Malone told him everything they had learned at the American Embassy. “Now all you blokes have to do is pick up Madame Cholon.”
“I wonder what she’s cooking up in the meantime?”
“I don’t think it matters if we can keep Quentin out of her way till Saturday morning. The conference should be over by then, maybe even to-morrow night.”
“When are you going back?”
“Saturday.”
“Is Quentin going with you? I heard his wife say to him that she would have to start packing.”
“Not that I know of,” Malone lied; he was instinctively still protecting Quentin. “Where is Mrs. Quentin?”
“Upstairs in her room.”
“Joseph back yet?” Coburn shook his head. “Lisa?”
“I gather she’s working late at Australia House.”
Good, Malone thought, I’m going to get that hour alone with the Quentins. He opened the library door and looked out; Larter and Edgar had gone and Quentin was slowly climbing the stairs. “Okay, I’ll take over now. You can go and have a word with your bird about purple ties.”

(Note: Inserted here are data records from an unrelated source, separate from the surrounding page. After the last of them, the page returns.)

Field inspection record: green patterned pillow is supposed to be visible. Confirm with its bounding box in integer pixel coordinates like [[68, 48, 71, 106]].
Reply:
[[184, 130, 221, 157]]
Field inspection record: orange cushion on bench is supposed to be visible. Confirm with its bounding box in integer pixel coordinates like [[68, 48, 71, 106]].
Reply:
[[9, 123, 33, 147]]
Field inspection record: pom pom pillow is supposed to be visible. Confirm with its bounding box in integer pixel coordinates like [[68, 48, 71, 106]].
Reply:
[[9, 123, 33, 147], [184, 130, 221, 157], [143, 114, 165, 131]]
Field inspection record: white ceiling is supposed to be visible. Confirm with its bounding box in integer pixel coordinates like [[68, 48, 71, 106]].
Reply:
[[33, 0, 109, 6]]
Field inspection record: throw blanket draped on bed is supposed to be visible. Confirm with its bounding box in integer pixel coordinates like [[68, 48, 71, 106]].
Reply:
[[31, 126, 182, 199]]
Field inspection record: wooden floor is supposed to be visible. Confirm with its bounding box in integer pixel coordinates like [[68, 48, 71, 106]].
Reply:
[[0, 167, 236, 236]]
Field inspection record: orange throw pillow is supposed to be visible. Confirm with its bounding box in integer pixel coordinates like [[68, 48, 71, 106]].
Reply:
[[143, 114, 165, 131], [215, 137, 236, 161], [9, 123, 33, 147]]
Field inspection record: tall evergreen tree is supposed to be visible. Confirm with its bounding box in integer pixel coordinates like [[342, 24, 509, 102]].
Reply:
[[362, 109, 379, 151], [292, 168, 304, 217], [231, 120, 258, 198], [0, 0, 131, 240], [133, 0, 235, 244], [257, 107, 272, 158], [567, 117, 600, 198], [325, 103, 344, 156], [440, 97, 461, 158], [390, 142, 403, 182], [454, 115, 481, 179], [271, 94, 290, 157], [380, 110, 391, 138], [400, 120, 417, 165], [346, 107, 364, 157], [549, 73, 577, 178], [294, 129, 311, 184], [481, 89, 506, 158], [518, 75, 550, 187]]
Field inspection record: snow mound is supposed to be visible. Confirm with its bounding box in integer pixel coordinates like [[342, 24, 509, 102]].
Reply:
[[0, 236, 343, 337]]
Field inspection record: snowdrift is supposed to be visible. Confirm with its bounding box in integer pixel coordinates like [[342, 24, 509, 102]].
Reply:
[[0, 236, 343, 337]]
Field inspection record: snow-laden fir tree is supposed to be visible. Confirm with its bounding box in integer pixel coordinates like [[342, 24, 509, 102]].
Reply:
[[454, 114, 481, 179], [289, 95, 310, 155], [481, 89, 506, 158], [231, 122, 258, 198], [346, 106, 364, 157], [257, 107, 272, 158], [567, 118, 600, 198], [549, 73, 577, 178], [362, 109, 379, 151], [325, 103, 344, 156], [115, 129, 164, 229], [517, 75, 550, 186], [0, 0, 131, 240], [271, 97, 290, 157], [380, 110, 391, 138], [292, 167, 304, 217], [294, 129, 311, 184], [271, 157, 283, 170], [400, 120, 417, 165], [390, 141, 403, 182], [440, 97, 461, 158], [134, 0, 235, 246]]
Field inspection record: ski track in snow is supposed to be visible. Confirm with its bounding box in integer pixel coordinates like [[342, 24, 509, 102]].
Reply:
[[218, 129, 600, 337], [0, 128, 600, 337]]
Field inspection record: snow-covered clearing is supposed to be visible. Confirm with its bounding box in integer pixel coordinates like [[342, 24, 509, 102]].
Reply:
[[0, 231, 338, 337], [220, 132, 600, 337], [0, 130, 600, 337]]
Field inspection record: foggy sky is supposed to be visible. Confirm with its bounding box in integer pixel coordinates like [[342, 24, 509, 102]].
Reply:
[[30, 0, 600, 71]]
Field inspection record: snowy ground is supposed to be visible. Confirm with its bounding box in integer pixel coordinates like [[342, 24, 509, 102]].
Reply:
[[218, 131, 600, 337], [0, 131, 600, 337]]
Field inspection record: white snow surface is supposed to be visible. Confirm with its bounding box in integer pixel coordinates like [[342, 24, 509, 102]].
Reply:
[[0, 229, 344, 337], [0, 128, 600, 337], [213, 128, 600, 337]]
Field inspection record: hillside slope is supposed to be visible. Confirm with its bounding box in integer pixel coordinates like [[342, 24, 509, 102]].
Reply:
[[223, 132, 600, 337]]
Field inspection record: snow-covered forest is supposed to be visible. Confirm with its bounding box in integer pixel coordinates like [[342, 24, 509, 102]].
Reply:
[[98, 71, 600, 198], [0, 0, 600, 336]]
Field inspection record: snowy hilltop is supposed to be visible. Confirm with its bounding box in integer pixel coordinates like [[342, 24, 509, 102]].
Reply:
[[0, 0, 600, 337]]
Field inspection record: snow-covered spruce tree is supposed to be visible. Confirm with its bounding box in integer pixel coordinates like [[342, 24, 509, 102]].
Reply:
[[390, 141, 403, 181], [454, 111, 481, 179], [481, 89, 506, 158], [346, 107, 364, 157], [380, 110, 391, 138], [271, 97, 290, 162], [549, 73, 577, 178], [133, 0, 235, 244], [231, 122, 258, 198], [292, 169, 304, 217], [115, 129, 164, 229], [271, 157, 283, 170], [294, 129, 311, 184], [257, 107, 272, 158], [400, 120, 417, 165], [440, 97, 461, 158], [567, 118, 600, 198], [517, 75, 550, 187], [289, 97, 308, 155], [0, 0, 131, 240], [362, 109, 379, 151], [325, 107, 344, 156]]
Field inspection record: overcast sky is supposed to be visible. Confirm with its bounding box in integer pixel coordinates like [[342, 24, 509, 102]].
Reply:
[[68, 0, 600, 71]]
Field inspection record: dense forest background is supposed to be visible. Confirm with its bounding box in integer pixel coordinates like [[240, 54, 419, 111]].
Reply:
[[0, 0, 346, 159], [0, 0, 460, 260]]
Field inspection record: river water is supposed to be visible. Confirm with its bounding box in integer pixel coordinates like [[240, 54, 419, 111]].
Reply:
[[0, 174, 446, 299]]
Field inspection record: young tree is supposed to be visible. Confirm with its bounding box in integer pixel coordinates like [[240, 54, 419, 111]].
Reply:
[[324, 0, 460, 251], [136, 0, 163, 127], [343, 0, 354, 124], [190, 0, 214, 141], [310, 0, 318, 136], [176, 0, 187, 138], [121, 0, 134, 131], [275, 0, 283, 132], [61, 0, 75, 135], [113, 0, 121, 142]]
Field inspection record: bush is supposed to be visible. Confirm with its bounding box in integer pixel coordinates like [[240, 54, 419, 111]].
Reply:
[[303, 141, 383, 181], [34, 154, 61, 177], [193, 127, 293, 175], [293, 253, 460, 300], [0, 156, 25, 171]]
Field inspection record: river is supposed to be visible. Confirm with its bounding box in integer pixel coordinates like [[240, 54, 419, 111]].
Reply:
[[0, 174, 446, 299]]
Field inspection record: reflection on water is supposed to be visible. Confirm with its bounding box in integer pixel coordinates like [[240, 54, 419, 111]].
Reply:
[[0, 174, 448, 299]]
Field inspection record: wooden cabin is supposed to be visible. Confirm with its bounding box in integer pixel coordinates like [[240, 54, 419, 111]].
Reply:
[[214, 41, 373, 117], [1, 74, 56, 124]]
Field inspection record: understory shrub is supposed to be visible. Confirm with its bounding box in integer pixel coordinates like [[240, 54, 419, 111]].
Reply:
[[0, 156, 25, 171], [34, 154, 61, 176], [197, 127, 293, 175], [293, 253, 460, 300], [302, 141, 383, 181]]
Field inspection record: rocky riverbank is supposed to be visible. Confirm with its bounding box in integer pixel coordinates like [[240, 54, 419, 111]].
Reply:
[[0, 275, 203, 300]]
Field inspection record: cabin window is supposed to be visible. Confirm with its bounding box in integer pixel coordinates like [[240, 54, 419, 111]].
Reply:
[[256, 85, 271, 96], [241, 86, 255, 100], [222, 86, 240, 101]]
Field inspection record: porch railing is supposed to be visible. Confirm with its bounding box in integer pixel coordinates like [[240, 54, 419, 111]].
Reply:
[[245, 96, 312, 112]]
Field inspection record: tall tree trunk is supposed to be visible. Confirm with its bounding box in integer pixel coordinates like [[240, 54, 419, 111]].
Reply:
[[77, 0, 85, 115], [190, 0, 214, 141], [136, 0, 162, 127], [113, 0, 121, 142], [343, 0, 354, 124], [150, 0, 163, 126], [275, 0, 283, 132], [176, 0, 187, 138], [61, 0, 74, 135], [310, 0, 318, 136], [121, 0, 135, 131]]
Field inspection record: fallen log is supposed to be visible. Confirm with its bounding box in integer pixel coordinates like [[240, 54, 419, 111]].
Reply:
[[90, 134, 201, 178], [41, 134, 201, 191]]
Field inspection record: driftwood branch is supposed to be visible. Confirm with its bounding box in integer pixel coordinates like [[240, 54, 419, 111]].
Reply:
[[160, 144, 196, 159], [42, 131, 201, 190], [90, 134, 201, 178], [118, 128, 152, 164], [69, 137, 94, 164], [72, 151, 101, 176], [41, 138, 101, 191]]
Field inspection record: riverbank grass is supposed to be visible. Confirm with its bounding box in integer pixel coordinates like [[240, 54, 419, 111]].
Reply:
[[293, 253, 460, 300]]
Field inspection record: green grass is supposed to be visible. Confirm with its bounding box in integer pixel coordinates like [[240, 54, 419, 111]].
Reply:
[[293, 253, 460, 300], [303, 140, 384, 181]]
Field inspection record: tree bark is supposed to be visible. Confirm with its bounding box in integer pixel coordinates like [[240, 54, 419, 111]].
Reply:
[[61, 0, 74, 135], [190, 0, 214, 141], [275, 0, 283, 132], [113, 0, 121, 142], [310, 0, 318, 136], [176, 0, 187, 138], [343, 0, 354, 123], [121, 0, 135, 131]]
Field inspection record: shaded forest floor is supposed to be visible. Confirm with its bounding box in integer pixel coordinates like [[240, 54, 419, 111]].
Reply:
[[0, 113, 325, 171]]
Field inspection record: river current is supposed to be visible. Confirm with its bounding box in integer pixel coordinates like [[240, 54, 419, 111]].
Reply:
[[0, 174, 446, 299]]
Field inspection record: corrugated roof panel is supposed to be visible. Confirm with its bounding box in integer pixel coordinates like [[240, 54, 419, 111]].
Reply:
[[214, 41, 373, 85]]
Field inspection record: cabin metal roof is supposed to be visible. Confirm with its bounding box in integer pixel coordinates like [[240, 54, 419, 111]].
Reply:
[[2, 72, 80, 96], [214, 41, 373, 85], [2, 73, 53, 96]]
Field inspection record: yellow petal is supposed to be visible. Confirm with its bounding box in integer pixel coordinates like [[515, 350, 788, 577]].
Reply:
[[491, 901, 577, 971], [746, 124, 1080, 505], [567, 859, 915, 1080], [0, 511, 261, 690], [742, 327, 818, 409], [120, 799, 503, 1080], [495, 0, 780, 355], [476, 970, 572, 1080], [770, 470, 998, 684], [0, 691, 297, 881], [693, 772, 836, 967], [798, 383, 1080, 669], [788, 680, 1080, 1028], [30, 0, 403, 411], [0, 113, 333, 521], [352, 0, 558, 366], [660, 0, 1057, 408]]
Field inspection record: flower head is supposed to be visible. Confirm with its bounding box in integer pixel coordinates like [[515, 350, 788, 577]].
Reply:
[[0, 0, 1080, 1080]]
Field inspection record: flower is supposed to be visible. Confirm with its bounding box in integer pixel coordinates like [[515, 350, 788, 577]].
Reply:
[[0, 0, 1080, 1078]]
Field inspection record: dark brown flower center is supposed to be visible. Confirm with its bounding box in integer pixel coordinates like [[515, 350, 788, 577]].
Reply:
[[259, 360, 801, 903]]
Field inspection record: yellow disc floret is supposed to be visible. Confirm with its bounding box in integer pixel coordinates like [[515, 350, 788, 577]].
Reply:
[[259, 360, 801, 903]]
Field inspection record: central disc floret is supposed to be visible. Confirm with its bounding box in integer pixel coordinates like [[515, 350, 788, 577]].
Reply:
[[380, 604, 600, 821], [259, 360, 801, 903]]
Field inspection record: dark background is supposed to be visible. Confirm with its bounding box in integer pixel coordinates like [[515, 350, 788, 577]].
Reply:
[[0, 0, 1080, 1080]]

“She said last night she wished I was younger, so’s I could have a Beatle haircut. I just wish she wasn’t such a dish, I’d walk out on her. Well, hooroo, mate,” he said with an attempt at an Australian accent. He stopped at the front door and looked back. “She’s got a sister. You wouldn’t be interested in a double date before you go back?”
Malone shook his head, grinning. “I’ve got a wife and six kids back home. All with Beatle haircuts.”
“How do you tell the boys from the girls?”
“The ones that stand up to pee are the boys.”
Coburn looked around the elegant hall, then bade at Malone. “Watch it, mate. You’re making the old mansion sound like a vulgar music hall. Hooroo again. Have a nice restful night.”
He went out, closing the door after him, a young man whose only trouble in the world was a bird who was too much with it.
Malone stood for a moment listening to the quietness of the house about him. A car went by outside, its horn hooting derisively: someone thumbing his nose at one of the embassies. The house creaked, feeling its age. Malone began to climb the stairs, feeling his own age, all thirty-one years of it. Christ, he thought; and laughed at himself.
He knocked at the door of the Quentins’ bedroom, annoyed at himself for his tentativeness. He would rather have talked to them downstairs; but Lisa or Joseph might be home any minute. Deep in the bowels of the house he could hear a radio playing: that must be the cook. He hadn’t seen her in his three days in the house: she was like a pit pony, never allowed out into the light.
Quentin opened the door and said, “Come in, Scobie.”
He hesitated, then he stepped into the big room. Quentin closed the door and stood with his back to it for a moment; Malone felt trapped and looked back over his shoulder defensively. Then Quentin moved away from the door, sat down beside Sheila on the wide four-poster bed.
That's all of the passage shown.